A Inglaterra vai despedir 700.000 fun-cionários públicos nos próximos três anos. Despedir: não é apenas cortar-lhes o vencimento ou os subsídios, o que já foi feito, também. E, apesar disso, que ninguém tenha dúvidas de que a Constituição inglesa, nao escrita, e a democracia inglesa vao resistir a isso, como resistiram a coisas bem piores. E seguramente que os tribunais ingleses não vão avocar um direito especial de serem oposição a um governo eleito. Porque, na hora em que o país está ameaçado, a nação une-se, para defender o essen­tial. 

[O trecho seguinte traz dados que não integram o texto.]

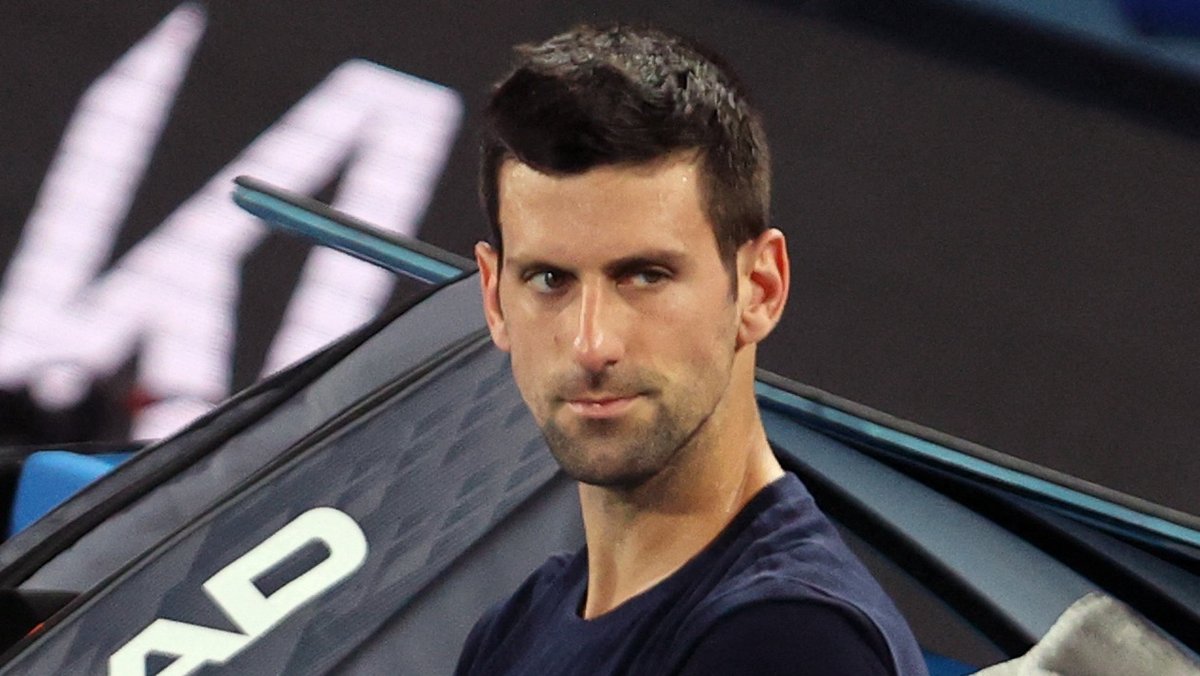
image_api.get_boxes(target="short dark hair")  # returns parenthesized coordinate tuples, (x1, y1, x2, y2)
(481, 23, 771, 266)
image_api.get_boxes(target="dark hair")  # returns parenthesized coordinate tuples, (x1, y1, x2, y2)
(481, 23, 771, 266)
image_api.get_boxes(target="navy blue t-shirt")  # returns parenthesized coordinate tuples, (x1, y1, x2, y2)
(455, 473, 929, 675)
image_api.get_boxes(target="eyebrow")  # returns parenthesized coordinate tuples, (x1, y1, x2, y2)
(505, 249, 688, 278)
(602, 251, 688, 278)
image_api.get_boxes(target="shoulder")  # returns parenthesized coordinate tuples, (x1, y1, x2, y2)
(674, 600, 895, 676)
(675, 474, 926, 674)
(454, 552, 579, 675)
(469, 550, 578, 634)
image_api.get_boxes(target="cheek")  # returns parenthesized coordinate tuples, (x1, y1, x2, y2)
(506, 338, 538, 382)
(667, 286, 738, 338)
(505, 336, 554, 413)
(505, 297, 575, 361)
(649, 300, 737, 370)
(504, 312, 558, 362)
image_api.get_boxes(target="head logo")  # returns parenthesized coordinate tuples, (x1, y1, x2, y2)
(108, 507, 368, 676)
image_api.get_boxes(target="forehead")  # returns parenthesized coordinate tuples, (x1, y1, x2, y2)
(496, 157, 717, 261)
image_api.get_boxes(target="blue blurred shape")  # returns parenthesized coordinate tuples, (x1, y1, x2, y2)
(1121, 0, 1200, 36)
(924, 650, 978, 676)
(9, 451, 131, 536)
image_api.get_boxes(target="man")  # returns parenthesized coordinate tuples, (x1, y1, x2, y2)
(456, 23, 928, 676)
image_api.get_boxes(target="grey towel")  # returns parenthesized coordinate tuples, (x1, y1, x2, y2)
(975, 592, 1200, 675)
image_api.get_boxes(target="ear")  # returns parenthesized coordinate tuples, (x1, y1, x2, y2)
(475, 241, 511, 352)
(736, 228, 790, 348)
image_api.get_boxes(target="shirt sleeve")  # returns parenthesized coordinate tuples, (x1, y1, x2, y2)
(675, 600, 896, 676)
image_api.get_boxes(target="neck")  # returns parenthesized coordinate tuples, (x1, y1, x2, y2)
(576, 356, 782, 619)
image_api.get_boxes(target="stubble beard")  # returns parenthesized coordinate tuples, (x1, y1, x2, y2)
(538, 384, 716, 491)
(525, 309, 740, 491)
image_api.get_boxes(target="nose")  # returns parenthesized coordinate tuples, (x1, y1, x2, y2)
(570, 281, 625, 373)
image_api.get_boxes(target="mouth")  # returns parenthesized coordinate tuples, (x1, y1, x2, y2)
(562, 393, 642, 419)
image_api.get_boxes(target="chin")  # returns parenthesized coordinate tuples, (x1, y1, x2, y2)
(564, 462, 659, 490)
(549, 443, 664, 490)
(539, 408, 693, 490)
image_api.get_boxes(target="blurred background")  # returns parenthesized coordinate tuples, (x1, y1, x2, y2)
(0, 0, 1197, 516)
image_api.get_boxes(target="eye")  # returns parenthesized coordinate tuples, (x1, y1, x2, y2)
(623, 268, 671, 289)
(526, 269, 570, 293)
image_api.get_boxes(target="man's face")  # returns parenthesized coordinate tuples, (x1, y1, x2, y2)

A última vez que, a pretexto da crise financeira, nos esquecemos de que o essential é a demo­cracia e a liberdade, aconteceu o 28 de maio de 1926 e cinquenta anos de ditadura. É facil matar o mensageiro, quando não gostamos da mensagem: já o fizeram os gregos, os irlandeses, nós, os espanhóis e os italianos. Nenhum governo resiste a esta cri­se, mas, ao menos, caem por meios democráticos ou semelhantes. Mas, se forem os magistrados, os militares ou a rua a derrubar os governos legítimos, entregamos o poder a quem — ao Otelo? Aos meninos indignados? Ou a um novo Salazar?